Local feature matching is a method used heavily in computer vision applications which identifies distinct features in multiple photos and then compares features between photos to try and find common ground. This is used for things like image stitching to create panoramas, or even object modelling. The most common method for implementation of feature matching is:

  1. Finding points of interest
  2. Extracting features
  3. Matching features between images

I will explore these steps in more detail below.

Interest Points

I implemented the Harris Corner Detection algorithm to find interest points in the image. In this case, the interest points I was looking for were parts with sharp contrasts, like corners. The first step was to employ image filtering with two Sobel filters, a horizontal one and a vertical one. This gave me two convolutions, one sharpening changes in horizontal nuances and the other sharpening the vertical. I then ran the following operations in order to obtain the Harris Corner Matrix.

%G is a Gaussian filter
dx2 = dx.^2;
dxy = dx.*dy;
dy2 = dy.^2;
gx2 = imfilter(dx2,G);
gxy = imfilter(dxy,G);
gy2 = imfilter(dy2,G);
har = gx2.*gy2 - gxy.^2 - 0.01 * (gx2+gy2).^2;

A Gaussian was used above to give the gradients enough of a blur that it would hide any minor gradients. This helped to weed out lots of non-corners. The last step was detecting all the local maxima across the image and store their locations as interest points.

Extracting Features

Now that the important locations were defined, I was able to move on to extracting the features from the original image. In order to achieve this, I implemented the SIFT pipeline. I started off by calculating the x and y gradients of the image. In order to match features, I needed to give them some kind of quantifiable identity.

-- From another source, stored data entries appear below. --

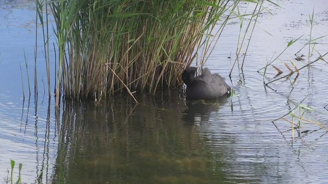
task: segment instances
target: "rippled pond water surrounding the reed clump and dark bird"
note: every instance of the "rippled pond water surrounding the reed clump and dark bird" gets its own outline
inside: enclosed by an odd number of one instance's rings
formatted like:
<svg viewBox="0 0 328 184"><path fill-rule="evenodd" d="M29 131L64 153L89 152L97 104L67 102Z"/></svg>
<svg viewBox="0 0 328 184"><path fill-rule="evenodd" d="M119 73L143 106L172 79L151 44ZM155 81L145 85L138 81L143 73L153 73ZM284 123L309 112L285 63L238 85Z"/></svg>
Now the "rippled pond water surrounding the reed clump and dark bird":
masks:
<svg viewBox="0 0 328 184"><path fill-rule="evenodd" d="M328 52L328 39L323 37L312 44L311 58L307 45L299 54L304 60L294 60L309 41L313 9L312 39L327 35L328 4L277 4L281 8L265 3L273 15L259 16L243 68L241 56L231 78L238 21L227 25L206 63L226 77L236 91L233 98L190 102L175 91L165 91L137 96L139 104L118 96L97 106L74 101L55 109L54 98L44 94L40 45L39 93L35 96L32 87L30 98L23 99L19 65L28 94L24 50L34 86L34 1L0 0L0 183L6 183L10 159L16 162L15 179L17 165L23 163L24 183L327 183L326 128L304 121L292 139L289 122L272 121L305 98L302 104L316 111L306 111L304 118L328 126L328 64L319 60L298 76L268 86L263 79L269 82L289 74L283 64L293 68L289 59L301 68ZM283 74L276 76L271 66L264 77L263 70L257 72L300 36L273 63Z"/></svg>

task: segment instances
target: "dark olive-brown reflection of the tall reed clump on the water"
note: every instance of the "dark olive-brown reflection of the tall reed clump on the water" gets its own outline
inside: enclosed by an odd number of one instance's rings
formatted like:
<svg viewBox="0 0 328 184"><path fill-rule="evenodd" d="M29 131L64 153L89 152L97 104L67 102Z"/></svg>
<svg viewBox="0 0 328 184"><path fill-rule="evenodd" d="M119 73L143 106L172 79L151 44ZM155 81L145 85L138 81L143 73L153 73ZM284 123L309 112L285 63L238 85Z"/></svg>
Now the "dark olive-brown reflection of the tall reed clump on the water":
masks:
<svg viewBox="0 0 328 184"><path fill-rule="evenodd" d="M53 183L210 183L226 174L178 95L65 104ZM191 109L189 109L191 110Z"/></svg>

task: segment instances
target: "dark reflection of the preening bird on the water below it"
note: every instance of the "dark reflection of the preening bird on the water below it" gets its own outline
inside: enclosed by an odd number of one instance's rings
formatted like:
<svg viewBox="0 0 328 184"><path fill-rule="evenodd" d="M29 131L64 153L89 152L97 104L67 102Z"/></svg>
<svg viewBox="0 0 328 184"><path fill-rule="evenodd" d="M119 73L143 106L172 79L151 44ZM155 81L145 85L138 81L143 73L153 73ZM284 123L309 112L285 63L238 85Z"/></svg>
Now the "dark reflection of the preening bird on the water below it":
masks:
<svg viewBox="0 0 328 184"><path fill-rule="evenodd" d="M207 100L186 100L188 109L183 111L182 120L186 125L194 125L195 121L199 119L200 123L207 123L211 112L217 112L227 102L227 97Z"/></svg>

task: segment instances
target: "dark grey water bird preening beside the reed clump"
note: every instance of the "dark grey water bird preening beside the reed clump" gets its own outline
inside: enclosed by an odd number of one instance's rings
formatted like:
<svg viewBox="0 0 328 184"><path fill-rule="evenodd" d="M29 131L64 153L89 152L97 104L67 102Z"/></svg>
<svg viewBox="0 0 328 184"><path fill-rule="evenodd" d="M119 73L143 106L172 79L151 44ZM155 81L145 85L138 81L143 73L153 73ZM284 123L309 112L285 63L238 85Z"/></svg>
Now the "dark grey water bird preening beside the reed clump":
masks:
<svg viewBox="0 0 328 184"><path fill-rule="evenodd" d="M187 67L182 73L182 80L187 85L188 99L214 99L230 96L231 87L219 74L211 74L209 68L203 68L201 75L195 77L196 67Z"/></svg>

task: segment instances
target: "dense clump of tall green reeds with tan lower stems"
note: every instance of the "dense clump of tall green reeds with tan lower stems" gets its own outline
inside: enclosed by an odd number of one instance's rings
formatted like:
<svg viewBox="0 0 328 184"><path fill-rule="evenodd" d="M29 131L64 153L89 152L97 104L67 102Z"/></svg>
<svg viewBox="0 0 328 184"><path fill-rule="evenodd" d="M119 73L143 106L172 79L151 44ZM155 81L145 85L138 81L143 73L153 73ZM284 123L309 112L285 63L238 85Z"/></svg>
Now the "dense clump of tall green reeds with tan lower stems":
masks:
<svg viewBox="0 0 328 184"><path fill-rule="evenodd" d="M50 14L55 22L55 106L61 95L99 101L122 91L133 97L180 88L183 69L206 62L227 21L242 22L240 2L37 0L49 91Z"/></svg>

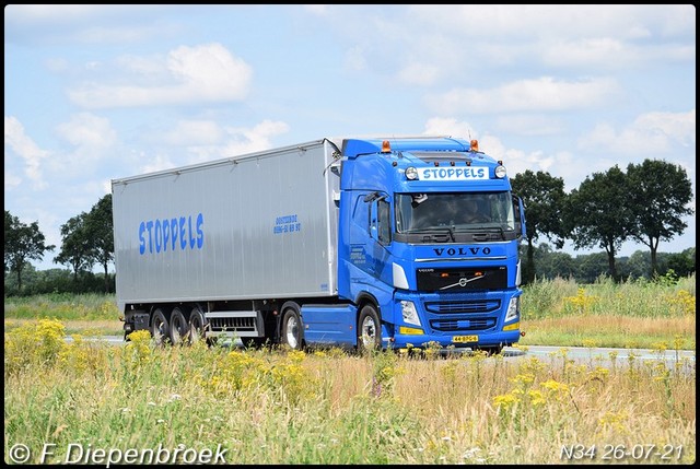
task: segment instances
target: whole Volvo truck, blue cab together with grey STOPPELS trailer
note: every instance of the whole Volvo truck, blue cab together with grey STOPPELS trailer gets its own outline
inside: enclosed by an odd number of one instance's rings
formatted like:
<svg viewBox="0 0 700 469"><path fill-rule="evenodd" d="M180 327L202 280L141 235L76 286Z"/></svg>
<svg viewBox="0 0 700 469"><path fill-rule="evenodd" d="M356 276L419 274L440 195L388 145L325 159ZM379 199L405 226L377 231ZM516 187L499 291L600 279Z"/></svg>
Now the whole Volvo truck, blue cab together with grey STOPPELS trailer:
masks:
<svg viewBox="0 0 700 469"><path fill-rule="evenodd" d="M324 138L112 186L125 338L498 353L521 337L523 202L475 140Z"/></svg>

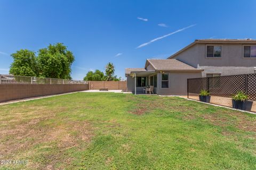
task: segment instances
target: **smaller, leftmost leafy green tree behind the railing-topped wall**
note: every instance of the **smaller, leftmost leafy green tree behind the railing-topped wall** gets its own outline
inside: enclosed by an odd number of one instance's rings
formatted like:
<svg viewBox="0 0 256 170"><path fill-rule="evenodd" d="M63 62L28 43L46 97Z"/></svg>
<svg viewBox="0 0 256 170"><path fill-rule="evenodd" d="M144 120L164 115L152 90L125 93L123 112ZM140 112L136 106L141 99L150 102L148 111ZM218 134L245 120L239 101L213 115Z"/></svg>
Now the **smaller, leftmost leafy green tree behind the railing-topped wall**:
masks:
<svg viewBox="0 0 256 170"><path fill-rule="evenodd" d="M11 56L13 63L10 66L10 74L24 76L36 76L38 74L35 52L21 49Z"/></svg>

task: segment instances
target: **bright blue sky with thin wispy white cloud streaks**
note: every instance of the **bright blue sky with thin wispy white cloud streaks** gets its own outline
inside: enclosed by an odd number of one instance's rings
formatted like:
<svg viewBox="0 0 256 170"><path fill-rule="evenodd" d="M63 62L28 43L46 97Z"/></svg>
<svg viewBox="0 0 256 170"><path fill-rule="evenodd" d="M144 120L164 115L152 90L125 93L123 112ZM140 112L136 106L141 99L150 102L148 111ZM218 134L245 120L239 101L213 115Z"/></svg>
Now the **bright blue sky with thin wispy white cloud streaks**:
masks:
<svg viewBox="0 0 256 170"><path fill-rule="evenodd" d="M10 54L64 43L75 55L71 77L113 62L143 67L195 39L256 39L256 1L0 1L0 73Z"/></svg>

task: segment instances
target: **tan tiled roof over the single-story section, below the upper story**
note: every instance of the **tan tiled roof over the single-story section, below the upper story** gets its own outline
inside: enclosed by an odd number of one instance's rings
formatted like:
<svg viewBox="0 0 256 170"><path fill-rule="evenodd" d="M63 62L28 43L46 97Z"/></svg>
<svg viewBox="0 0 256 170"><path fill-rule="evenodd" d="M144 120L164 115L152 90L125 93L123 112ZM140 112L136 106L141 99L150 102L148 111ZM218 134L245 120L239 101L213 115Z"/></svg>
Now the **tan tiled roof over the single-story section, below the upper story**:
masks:
<svg viewBox="0 0 256 170"><path fill-rule="evenodd" d="M147 60L157 71L167 71L167 70L191 70L191 71L199 71L201 69L197 69L193 66L190 66L186 63L183 63L176 59L148 59Z"/></svg>

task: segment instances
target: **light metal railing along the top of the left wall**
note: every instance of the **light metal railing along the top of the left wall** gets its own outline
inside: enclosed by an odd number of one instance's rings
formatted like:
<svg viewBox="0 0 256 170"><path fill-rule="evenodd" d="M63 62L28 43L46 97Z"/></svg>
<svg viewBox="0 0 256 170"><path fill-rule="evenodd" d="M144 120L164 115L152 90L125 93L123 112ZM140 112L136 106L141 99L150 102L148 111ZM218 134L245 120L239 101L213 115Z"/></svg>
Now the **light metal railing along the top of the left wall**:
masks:
<svg viewBox="0 0 256 170"><path fill-rule="evenodd" d="M0 84L87 84L87 81L0 74Z"/></svg>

This was easier done in polar coordinates, so I converted the gradients to polar. At each point of interest, I arranged a box around it split into a 4x4 set of cells. At each cell, I used the gradient at each pixel to create a histogram. This was done by dropping the magnitude of the gradient into one of 8 buckets depending on its orientation. For my implantation, I didn't bother with creating a properly oriented set of buckets. The specific orientation is irrelevant as long as I remain consistent with it. This helped to simplify the math as I didn't have to worry about things like placing all magnitudes with angles -22.5 to 22.5 degrees into the 0 bucket. With this, each feature now had a solid and likely unique descriptor.

Matching Features

With all the features located and defined for both images, it was time to play matchmaker and determine a feature's most compatible partner in the other image. I did this using a simple distance formula to determine each feature's two closest matches. I then took the ratio between these to score each pair with a particular confidence. If the feature's top two only had a small change in distance, I gave that particular pair a lower priority. In this way, I picked the top set of feature pairs which were much more indisputable.

Results

The final results using the top 100 matches gave me 82 true positives and 18 false positives. This resulted with an accuracy of 82%.

Possible Improvements

While my algorithm gets the job done, it is incredibly slow and still has room for lots of improvement in accuracy. For the most part, it is exhaustively searching everything, checking each possible pair of features for matches in one spot, and picking up multiple false positives in a another. One way good way to improve speed would be in the matching features step. Rather than comparing each feature to every other one in the opposite image, it would be much more efficient to simply pick a small number to compare it to based on a heuristic. This could reduce accuracy slightly, but the vast improvement in speed will be well worth. We can take a step back and improve accuracy in other regards without sacrificing speed. There are other filters we could apply in the first step to sharpen edges and provide more accurate interest points. This would result in more distinct features and therefore better matches.